During Wednesday afternoon’s temporary injunction hearing, attorneys for both parties agreed to a continuance of the matter. That hearing has been scheduled to convene at 10 a.m. on March 2. Flores, the plaintiff in the case, has hired Grant Shellenberger for representation and SWMC, the defendant, is being represented by Kerry McQueen.
When Flores, an OB-GYN formerly employed by SWMC, was notified by the hospital he was being let go, a letter provided to him by Vice President of Physician Services Rob Trivett noted Flores would be employed by SWMC for 120 days before his termination.
Requests have been made for comments from SWMC regarding the termination of Flores’ employment. However, SWMC publicist Nancy Kletecka said recently that it was a personnel matter, therefore SWMC could not comment.

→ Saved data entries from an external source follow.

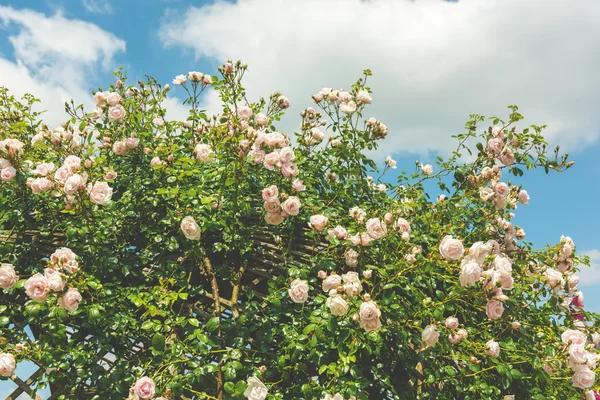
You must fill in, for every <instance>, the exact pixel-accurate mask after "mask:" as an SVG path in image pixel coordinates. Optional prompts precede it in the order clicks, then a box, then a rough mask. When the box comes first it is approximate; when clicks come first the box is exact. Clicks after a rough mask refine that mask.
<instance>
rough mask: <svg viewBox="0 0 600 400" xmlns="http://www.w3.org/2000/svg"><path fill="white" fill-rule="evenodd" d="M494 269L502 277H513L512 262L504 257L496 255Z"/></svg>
mask: <svg viewBox="0 0 600 400" xmlns="http://www.w3.org/2000/svg"><path fill="white" fill-rule="evenodd" d="M492 265H493V267H494V269H495V270H496V271H498V272H499V273H500V276H503V277H507V278H508V277H510V276H511V275H512V261H511V259H510V258H508V257H505V256H503V255H500V254H498V255H496V256H495V257H494V262H493V263H492Z"/></svg>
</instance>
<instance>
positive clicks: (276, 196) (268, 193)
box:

When questioned by his own attorney Wednesday afternoon, Flores said he was being let go for three reasons: a circumcision issue, his image and a lack of passion.
Flores did not elaborate on the circumcision issue, however, said it had been resolved – as far as he knew. He added, to his knowledge, no malpractice charges have been filed nor has any money been paid out as a result of the issue.
In regards to his image, Flores said he wore ball caps from time to time and had his bluetooth at his ear. He said he was told his image was “hindering or hampering” the success of his practice.
Those reasons for termination, Flores said, were provided to him in a letter given to him by Trivett on Jan. 31.
When Flores learned SWMC intended to close his office on Feb. 21, he then was prompted to instruct his attorney to file the Feb. 18 temporary restraining order.
According to the order, “the Court finds that irreparable harm is likely to be suffered by Plaintiff if Defendant is allowed to immediately close Plaintiff’s medical practice, and a temporary restraining order should therefore issue.”
The order also stated that a letter provided by SWMC to Flores on Jan. 31, said that the employment agreement would continue through May 31.
In a recent interview with the Leader & Times, Flores said he was making plans to open a private practice. He added Liberal offered him the kind of small-town life style he had come to appreciate.
“Right now I am planning to go out on my own and start my own practice,” he said last week. “I am currently looking at space.
“I really like the small-town atmosphere,” he continued. “I’ve grown accustomed to it here.”
Flores also told the Leader & Times last week that his termination came as a shock to him, and he has never been involved in anything like this before.
Wednesday, a spokesperson from Dr. Flores’ office said his plans to stay in Liberal have not changed – he will be opening a private practice. SWMC again, declined to comment on the matter.
The temporary injunction hearing was set to be continued at 10 a.m. on March 2. Judge Ambrosier told both parties that possibly by that date, Flores and SWMC could come to an agreement.